It was a huge success, but Burton had to fight against becoming too attached to Kunta Kinte, the character he represented so effectively. “I made a great and purposeful effort to remove myself from Kunta during the first five years of my career,” he revealed in the Daily News. In the late 1970s and early 1980s, Burton was able to land a number of high-profile parts.

In 1983, Burton made his PBS debut as presenter of Reading Rainbow, a series designed to keep children ages five to eight engrossed in books during the long summer months. The show was an immediate success, and it has been a PBS fixture for more than 11 years, winning five Emmy awards.
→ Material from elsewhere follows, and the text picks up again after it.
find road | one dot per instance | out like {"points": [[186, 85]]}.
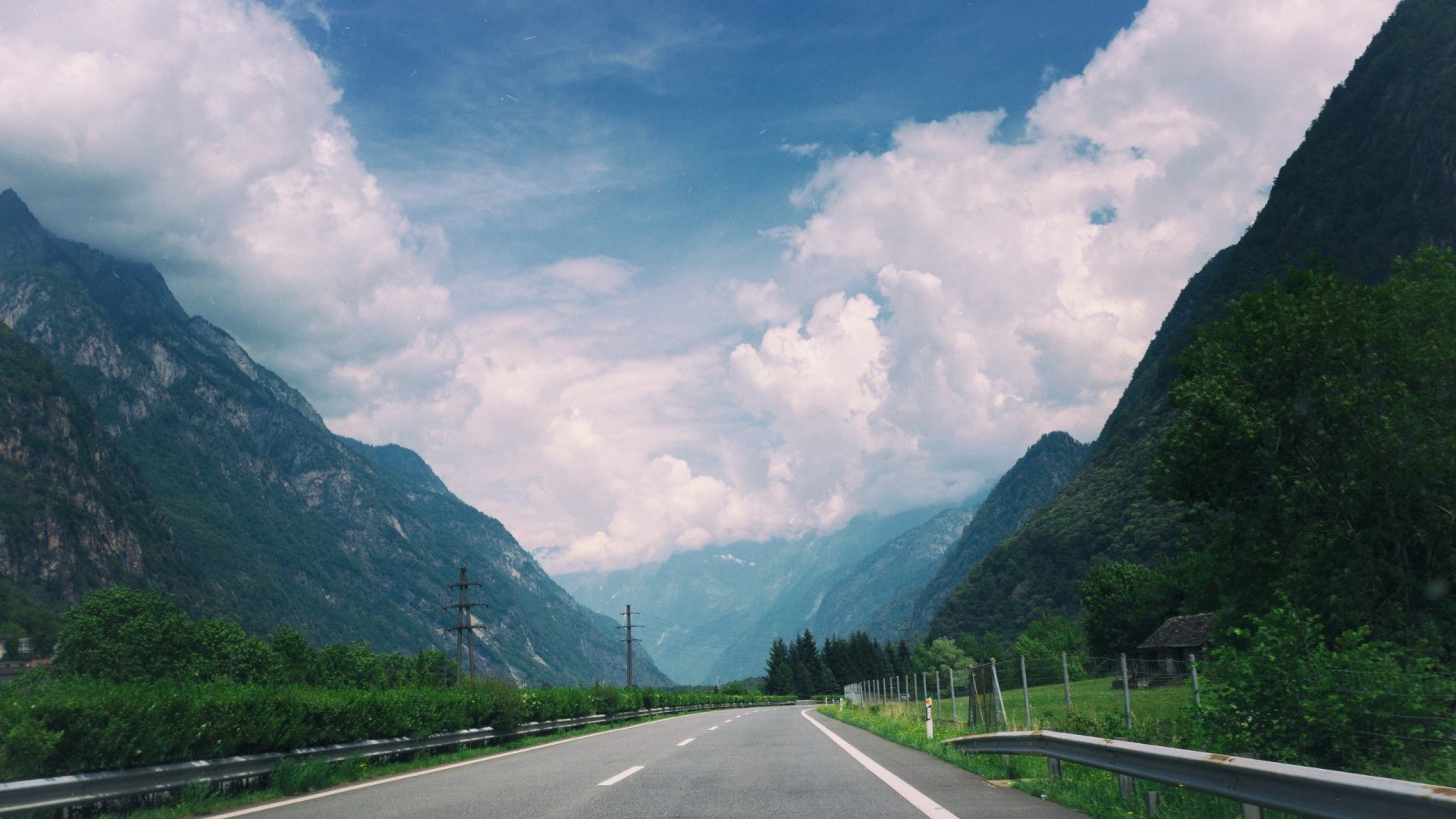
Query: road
{"points": [[778, 761]]}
Reading Rainbow’s layout is straightforward. ‘ To get the performance started, Burton reads a narrative aloud while holding up a copy of the book he’s reading aloud from. The following day, he deviates from the literature he’s already read and investigates the topic in real-world segments. Celebrity guest readers and “kids-on-the-street” portions are occasionally featured on the show. Towards the end of the show, children themselves “review” books. During the 1990s and early 2000s, he directed episodes for all of the Star Trek programs that were then in development. The Tiger Woods Story and the miniseries Miracle’s Boys were both directed by him–He directed the 1999 Disney Channel Original Movie Smart House starring Katey Sagal, Kevin Kilner, and Jessica Steen.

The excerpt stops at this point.